My Topics

17 December 2015

“We Wish You a Delicious Christmas!” - How Children Associate Christmas With Food

Keywords: Christmas, food, Western Europe, eating behavior, experiment, food intake, health, kids,

For many people, Christmas is marked by great celebration with delicious foods. Researchers of an Appetite study wondered whether overweight and obese children associate special events like Christmas more frequently with food than normal weight children. Interestingly, they found that it was not the overweight children, but the normal weight and lean children who reported more food-related associations when thinking of Christmas and other special events.

Take aways

  • Normal weight and lean children associate Christmas and other special events, such as holidays and birthday parties, more with food than overweight children. 
  • This might be because leaner children often have stricter rules and are only allowed to eat treats and snacks on special occasions. However, this remains to be tested in future research. 

Study information

  • The question?

    Do overweight children associate special events, such as Christmas and birthday parties, more frequently with food than normal weight and lean children?

  • Who?

    114 children between 10 and 13 years old (mean age: 10 years old; 50% were boys).

  • Where?

    Germany, Europe

  • How?

    First, children completed free-word association tasks to assess their associations related to five different special events: Christmas, holidays, birthday party, carnival and weekend.
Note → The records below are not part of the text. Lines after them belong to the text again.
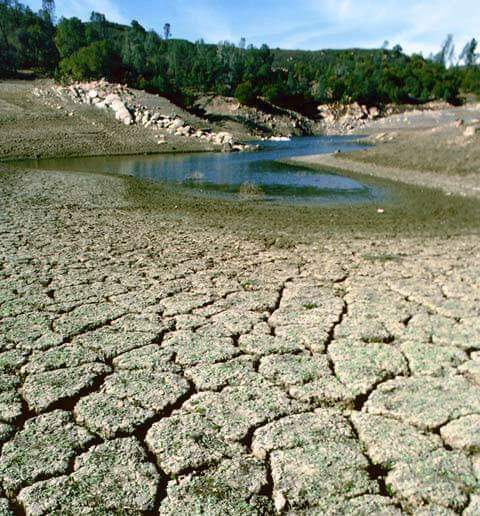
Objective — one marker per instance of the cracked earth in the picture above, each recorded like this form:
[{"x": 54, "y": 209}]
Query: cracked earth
[{"x": 153, "y": 366}]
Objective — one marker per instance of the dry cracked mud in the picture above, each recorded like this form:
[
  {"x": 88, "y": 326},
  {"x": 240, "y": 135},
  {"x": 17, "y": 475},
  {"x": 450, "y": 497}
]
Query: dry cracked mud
[{"x": 150, "y": 364}]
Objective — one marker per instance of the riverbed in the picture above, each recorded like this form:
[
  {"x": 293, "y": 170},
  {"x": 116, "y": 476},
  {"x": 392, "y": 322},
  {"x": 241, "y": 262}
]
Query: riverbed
[{"x": 257, "y": 176}]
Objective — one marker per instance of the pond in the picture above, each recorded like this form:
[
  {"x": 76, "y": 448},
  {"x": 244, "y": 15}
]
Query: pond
[{"x": 250, "y": 175}]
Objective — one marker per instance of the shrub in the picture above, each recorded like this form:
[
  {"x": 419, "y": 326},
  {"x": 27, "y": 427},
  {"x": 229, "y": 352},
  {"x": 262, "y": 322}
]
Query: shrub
[
  {"x": 93, "y": 62},
  {"x": 245, "y": 94}
]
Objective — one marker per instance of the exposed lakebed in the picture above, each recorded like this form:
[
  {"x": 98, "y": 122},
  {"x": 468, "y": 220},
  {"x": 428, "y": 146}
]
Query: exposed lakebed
[{"x": 258, "y": 175}]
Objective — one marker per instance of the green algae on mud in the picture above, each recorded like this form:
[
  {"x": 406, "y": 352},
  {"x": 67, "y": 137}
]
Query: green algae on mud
[{"x": 407, "y": 211}]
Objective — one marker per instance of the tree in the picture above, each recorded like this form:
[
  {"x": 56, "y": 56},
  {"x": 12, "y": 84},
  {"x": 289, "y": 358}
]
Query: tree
[
  {"x": 93, "y": 62},
  {"x": 48, "y": 7},
  {"x": 167, "y": 31},
  {"x": 447, "y": 52},
  {"x": 468, "y": 54},
  {"x": 70, "y": 36},
  {"x": 245, "y": 93}
]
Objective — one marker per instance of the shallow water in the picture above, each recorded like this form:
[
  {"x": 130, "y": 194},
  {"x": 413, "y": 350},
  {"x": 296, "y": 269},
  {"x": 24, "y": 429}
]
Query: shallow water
[{"x": 255, "y": 176}]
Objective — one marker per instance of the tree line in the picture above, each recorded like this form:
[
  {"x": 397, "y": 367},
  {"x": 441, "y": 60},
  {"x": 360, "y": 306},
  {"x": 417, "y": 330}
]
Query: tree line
[{"x": 182, "y": 70}]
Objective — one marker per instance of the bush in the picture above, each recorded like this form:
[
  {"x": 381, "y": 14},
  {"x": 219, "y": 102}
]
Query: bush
[
  {"x": 93, "y": 62},
  {"x": 245, "y": 94}
]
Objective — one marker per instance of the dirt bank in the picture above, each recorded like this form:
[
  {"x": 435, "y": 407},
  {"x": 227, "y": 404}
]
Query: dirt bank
[{"x": 172, "y": 360}]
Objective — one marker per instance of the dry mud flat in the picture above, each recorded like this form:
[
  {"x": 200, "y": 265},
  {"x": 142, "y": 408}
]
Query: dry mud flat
[{"x": 151, "y": 364}]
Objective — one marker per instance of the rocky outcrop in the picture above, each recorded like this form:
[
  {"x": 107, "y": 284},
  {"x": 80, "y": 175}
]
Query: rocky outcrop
[
  {"x": 262, "y": 121},
  {"x": 122, "y": 101},
  {"x": 344, "y": 118}
]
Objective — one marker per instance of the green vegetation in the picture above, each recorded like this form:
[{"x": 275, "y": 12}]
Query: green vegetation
[{"x": 181, "y": 70}]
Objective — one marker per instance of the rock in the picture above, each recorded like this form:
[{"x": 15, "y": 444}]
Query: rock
[
  {"x": 463, "y": 434},
  {"x": 109, "y": 417},
  {"x": 92, "y": 94},
  {"x": 361, "y": 366},
  {"x": 322, "y": 426},
  {"x": 233, "y": 487},
  {"x": 185, "y": 442},
  {"x": 111, "y": 478},
  {"x": 213, "y": 377},
  {"x": 304, "y": 475},
  {"x": 192, "y": 349},
  {"x": 286, "y": 370},
  {"x": 236, "y": 410},
  {"x": 44, "y": 447},
  {"x": 177, "y": 123},
  {"x": 434, "y": 360},
  {"x": 374, "y": 113},
  {"x": 42, "y": 390},
  {"x": 426, "y": 402},
  {"x": 471, "y": 370},
  {"x": 389, "y": 442},
  {"x": 471, "y": 131},
  {"x": 441, "y": 478}
]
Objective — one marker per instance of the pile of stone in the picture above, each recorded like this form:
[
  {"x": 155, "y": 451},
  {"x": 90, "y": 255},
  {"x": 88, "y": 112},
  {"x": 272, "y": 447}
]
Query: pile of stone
[
  {"x": 262, "y": 121},
  {"x": 121, "y": 100},
  {"x": 347, "y": 117}
]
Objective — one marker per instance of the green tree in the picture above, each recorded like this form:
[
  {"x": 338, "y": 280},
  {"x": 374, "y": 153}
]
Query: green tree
[
  {"x": 70, "y": 36},
  {"x": 245, "y": 93},
  {"x": 93, "y": 62}
]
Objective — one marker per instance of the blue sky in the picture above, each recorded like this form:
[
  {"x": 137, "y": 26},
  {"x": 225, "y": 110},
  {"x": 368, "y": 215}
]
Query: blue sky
[{"x": 419, "y": 26}]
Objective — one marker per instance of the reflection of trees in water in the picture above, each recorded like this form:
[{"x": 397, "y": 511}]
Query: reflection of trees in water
[
  {"x": 195, "y": 177},
  {"x": 249, "y": 189}
]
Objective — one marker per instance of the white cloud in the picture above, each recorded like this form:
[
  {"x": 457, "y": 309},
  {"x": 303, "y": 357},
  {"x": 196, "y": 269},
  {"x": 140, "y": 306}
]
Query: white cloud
[{"x": 82, "y": 9}]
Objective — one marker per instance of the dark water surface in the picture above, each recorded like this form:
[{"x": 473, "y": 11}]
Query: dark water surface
[{"x": 252, "y": 175}]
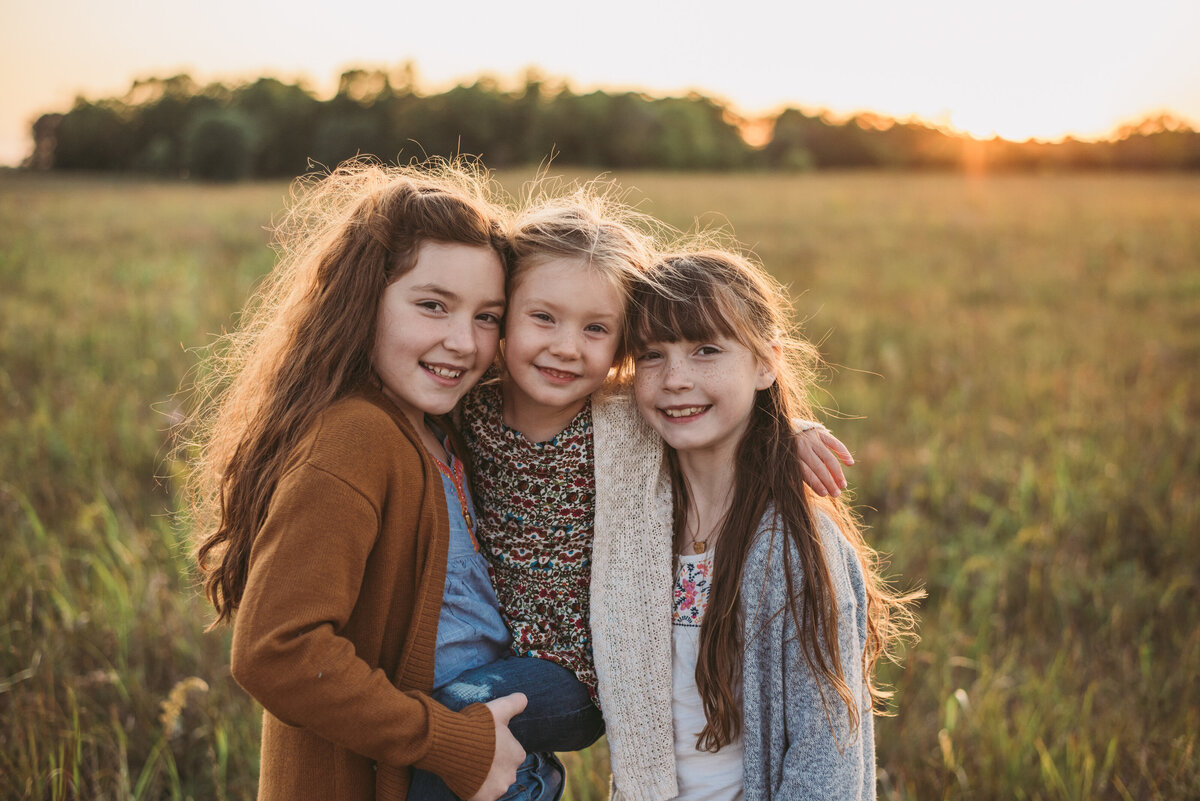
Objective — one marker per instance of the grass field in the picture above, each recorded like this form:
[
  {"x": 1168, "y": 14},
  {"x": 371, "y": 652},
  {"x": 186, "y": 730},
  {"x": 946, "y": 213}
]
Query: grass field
[{"x": 1015, "y": 362}]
Within those tasks, children were instructed to play a word game and were asked to write down the first five words they thought of when thinking of the words. Each word was classified “food related” or “not food related”. After finishing the word association tasks, children were asked to pick one of four candies or four toys as a reward. They were also allowed to take nothing. Finally, children’s height and weight were measured to assess their BMI.

Facts and findings

  • Children who were overweight listed fewer food-related associations with special events than normal weight or lean children, see Figure 1. 
  • This difference was only visible for the total of all special events, not for the five events separately. 
  • According to the researchers, the reason why the leaner children reported more food-related associations might have to do with the exclusivity of specific foods for them. Maybe leaner children have stricter rules and are only allowed to eat treats and snacks on special days or occasions. 
  • There was no difference in gift choice (candy vs. a toy as a reward for the free-word association tasks) between children who listed many food-related associations with special events and children who did not. 
  • Gift choice was also unrelated to BMI. Overweight, normal weight, and lean children all preferred a toy over candy. 
  • Fun fact: Of the 2,775 associations, 232 associations (around 8%) referred to food. On average, the children wrote down 2 word associations that related to food.